Had to modify them a bit, mostly taking out the parts I didn’t want them doing instead of me. Sometimes they produced good results but mostly I found that they did just as well as the main agent while being way more verbose. A task to do a big hunt or to add a backend and frontend feature using two agents at once could result in 6-8 sizable Markdown documents.

Typically I find that just adding “act as a Senior Python engineer with experience in asyncio” or some such to be nearly as good.


They're useful for context management. I use frequently for research in a codebase, looking for specific behavior, patterns, etc. That type of thing eats a lot of context because a lot of data needs to be ingested and analyzed.

If you delegate that work to a sub-agent, it does all the heavy lifting, then passes the results to the main agent. The sub-agent's context is used for all the work, not the main agent's.


Hard agree. The hidden cost of 'cheap' models is the complexity of the retry logic you have to write around them.

If a cheaper model hallucinates halfway through a multi-step agent workflow, I burn more tokens on verification and error correction loops than if I just used the smart model upfront. 'Cost per successful task' is the only metric that matters in production.
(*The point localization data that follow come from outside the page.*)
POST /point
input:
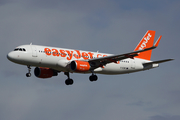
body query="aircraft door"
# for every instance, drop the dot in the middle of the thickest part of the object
(133, 64)
(34, 51)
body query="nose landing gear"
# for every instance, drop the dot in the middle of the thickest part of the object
(68, 81)
(29, 71)
(93, 77)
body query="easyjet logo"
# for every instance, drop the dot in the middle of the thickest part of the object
(145, 41)
(69, 54)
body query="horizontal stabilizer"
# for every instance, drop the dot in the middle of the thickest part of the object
(157, 62)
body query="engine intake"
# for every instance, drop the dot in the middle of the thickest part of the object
(80, 66)
(44, 72)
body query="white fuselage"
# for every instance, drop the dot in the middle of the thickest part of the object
(59, 59)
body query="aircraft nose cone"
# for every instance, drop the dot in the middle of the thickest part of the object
(10, 56)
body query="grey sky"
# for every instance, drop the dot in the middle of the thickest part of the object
(110, 26)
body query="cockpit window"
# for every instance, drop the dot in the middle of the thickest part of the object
(20, 49)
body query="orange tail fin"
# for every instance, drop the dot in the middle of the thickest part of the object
(146, 42)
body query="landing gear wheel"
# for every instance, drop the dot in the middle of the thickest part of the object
(29, 71)
(93, 78)
(69, 82)
(28, 74)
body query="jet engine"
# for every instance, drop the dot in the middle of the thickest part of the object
(80, 66)
(44, 72)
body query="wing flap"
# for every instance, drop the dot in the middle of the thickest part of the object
(157, 62)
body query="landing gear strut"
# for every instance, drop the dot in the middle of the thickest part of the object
(93, 77)
(29, 71)
(68, 81)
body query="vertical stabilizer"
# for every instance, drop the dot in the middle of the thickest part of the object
(146, 42)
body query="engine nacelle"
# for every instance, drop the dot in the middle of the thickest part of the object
(44, 72)
(80, 66)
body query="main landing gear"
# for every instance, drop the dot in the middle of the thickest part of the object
(29, 71)
(68, 81)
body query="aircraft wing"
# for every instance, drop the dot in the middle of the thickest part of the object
(114, 58)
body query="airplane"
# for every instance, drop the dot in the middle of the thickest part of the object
(49, 61)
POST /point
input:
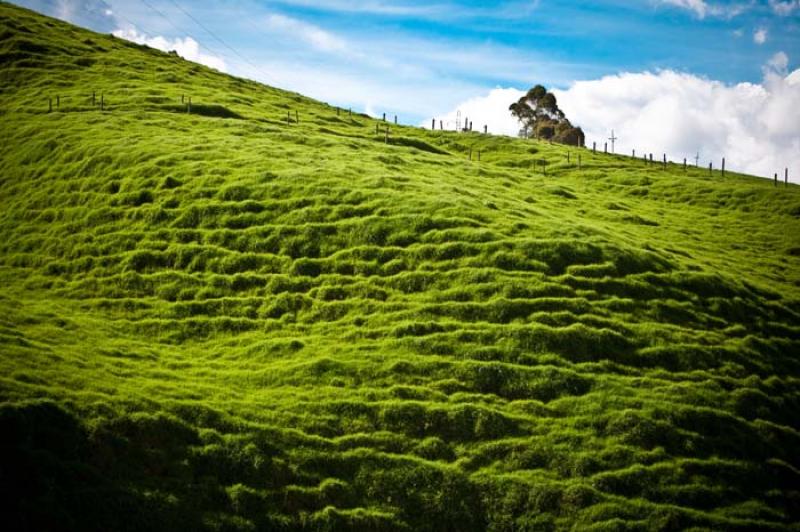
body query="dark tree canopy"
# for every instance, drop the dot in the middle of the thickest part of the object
(540, 116)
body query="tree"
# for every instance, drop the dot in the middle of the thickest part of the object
(538, 112)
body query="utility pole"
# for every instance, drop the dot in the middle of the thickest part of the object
(613, 139)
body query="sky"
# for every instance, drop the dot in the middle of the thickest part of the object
(689, 78)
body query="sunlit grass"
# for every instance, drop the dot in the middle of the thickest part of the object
(218, 320)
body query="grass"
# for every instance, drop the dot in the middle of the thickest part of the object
(217, 320)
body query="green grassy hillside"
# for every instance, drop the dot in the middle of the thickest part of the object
(217, 320)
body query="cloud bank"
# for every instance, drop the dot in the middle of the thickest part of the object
(756, 127)
(187, 47)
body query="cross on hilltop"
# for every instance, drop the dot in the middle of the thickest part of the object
(613, 139)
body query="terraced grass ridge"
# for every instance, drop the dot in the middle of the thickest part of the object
(217, 319)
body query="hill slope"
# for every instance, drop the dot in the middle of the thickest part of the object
(217, 320)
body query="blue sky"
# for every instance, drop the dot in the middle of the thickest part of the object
(425, 59)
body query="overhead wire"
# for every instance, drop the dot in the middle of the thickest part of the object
(222, 42)
(181, 31)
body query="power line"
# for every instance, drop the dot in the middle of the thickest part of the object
(180, 31)
(222, 42)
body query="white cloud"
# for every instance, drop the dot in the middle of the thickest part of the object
(315, 36)
(702, 9)
(778, 65)
(490, 110)
(754, 126)
(784, 8)
(187, 48)
(760, 36)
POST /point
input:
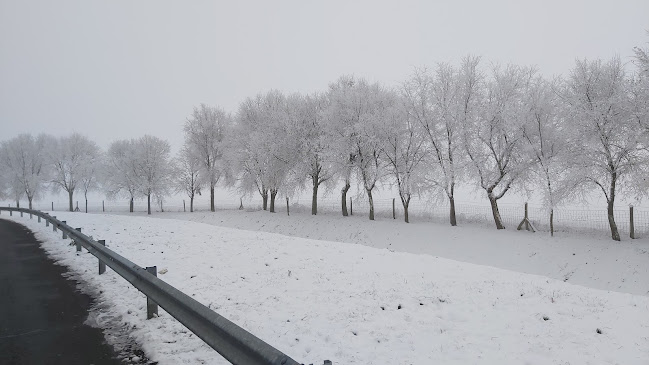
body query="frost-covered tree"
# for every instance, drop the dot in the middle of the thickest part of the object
(25, 161)
(153, 167)
(72, 157)
(266, 136)
(187, 177)
(119, 173)
(597, 100)
(550, 145)
(313, 161)
(494, 140)
(404, 152)
(442, 104)
(204, 134)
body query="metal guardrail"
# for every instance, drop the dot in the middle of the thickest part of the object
(235, 344)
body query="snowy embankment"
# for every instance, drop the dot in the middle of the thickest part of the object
(593, 261)
(352, 304)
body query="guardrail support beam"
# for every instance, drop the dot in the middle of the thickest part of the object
(102, 266)
(151, 306)
(78, 242)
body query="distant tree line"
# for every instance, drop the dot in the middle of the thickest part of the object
(495, 127)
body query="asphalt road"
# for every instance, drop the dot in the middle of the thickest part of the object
(41, 312)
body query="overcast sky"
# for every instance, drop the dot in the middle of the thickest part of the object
(120, 69)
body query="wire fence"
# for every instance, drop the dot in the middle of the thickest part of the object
(565, 220)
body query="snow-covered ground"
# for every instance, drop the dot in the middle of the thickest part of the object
(354, 304)
(593, 261)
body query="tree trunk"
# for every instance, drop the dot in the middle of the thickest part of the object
(273, 194)
(496, 213)
(264, 198)
(552, 222)
(212, 198)
(611, 220)
(453, 219)
(314, 199)
(406, 203)
(371, 200)
(344, 198)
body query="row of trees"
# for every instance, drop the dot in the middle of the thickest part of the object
(496, 127)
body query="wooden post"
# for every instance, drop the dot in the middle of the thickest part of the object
(102, 266)
(151, 306)
(78, 242)
(528, 225)
(631, 228)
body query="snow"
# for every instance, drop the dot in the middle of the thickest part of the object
(354, 304)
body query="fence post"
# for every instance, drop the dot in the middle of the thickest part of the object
(631, 228)
(78, 242)
(102, 266)
(151, 306)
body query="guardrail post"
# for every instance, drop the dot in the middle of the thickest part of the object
(151, 306)
(631, 228)
(78, 242)
(102, 266)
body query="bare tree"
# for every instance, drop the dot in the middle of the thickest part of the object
(153, 167)
(494, 140)
(187, 175)
(25, 160)
(596, 94)
(72, 157)
(549, 143)
(442, 104)
(204, 133)
(404, 151)
(120, 175)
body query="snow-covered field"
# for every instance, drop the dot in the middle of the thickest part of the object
(354, 304)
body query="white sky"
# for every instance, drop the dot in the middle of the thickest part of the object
(120, 69)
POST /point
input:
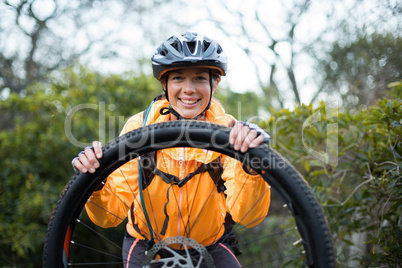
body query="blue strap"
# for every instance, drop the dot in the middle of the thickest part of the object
(151, 232)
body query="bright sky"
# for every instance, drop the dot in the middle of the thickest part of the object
(135, 37)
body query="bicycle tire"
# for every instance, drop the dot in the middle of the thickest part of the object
(283, 178)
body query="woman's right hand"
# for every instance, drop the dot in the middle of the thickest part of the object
(87, 160)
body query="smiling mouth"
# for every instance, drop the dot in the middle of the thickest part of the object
(189, 101)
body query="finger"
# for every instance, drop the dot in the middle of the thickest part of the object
(234, 132)
(242, 133)
(251, 135)
(86, 163)
(232, 122)
(97, 145)
(93, 161)
(256, 141)
(78, 164)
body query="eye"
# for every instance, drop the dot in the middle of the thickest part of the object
(177, 77)
(202, 78)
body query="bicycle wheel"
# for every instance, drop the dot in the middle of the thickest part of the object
(294, 232)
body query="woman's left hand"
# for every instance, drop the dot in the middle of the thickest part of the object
(243, 136)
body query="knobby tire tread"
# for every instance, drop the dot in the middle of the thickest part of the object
(282, 178)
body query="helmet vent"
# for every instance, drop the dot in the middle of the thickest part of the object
(191, 46)
(206, 45)
(163, 52)
(219, 50)
(176, 46)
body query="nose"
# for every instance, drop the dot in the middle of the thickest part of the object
(188, 86)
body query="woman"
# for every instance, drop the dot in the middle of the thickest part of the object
(189, 68)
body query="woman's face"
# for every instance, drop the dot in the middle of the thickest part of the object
(189, 90)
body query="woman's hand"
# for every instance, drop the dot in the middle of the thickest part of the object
(87, 160)
(246, 135)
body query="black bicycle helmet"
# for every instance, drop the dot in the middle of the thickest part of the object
(189, 49)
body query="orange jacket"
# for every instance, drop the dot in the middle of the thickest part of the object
(202, 209)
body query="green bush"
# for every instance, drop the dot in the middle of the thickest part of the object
(360, 189)
(358, 184)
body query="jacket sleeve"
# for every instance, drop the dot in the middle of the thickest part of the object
(108, 207)
(247, 196)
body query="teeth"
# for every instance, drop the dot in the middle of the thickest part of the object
(189, 101)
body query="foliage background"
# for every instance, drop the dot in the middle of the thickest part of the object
(281, 51)
(361, 195)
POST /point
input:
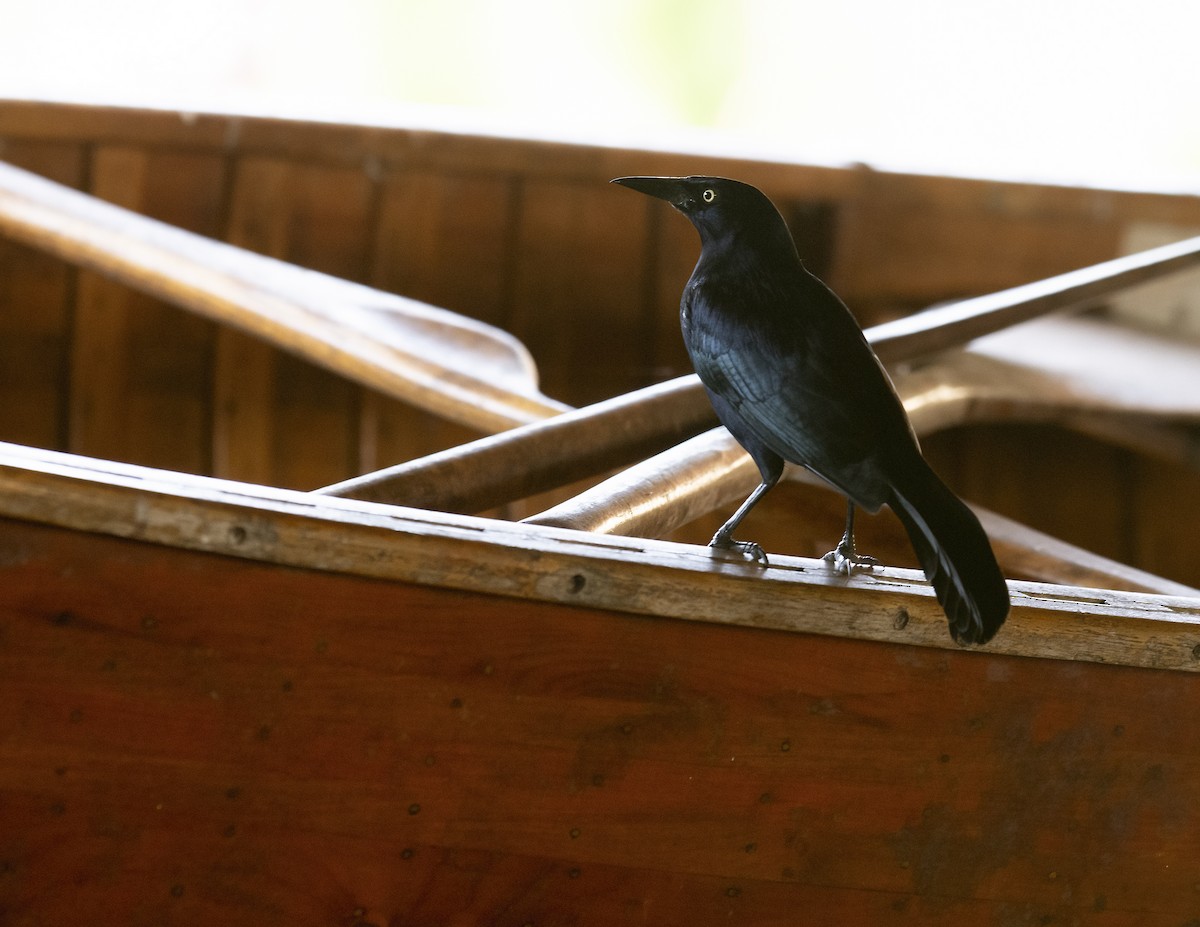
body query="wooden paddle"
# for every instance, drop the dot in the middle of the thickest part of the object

Yeah, that's a great point.

ArtificialAnalysis has a "intelligence per token" metric on which all of Anthropic's models are outliers.

For some reason, they need way less output tokens than everyone else's models to pass the benchmarks.

(There are of course many issues with benchmarks, but I thought that was really interesting.)


what is the typical usage pattern that would result in these cost figures?


Using small threads (see https://ampcode.com/@sqs for some of my public threads).

If you use very long threads and treat it as a long-and-winding conversation, you will get worse results and pay a lot more.


The context usage awareness is a bit boost for this in my experience. I use speckit and have setup to wrap up tasks when at least 20% of context remaining with a summary of progress, followed by /clear, insert summary and continue. This has reduced compacts almost entirely.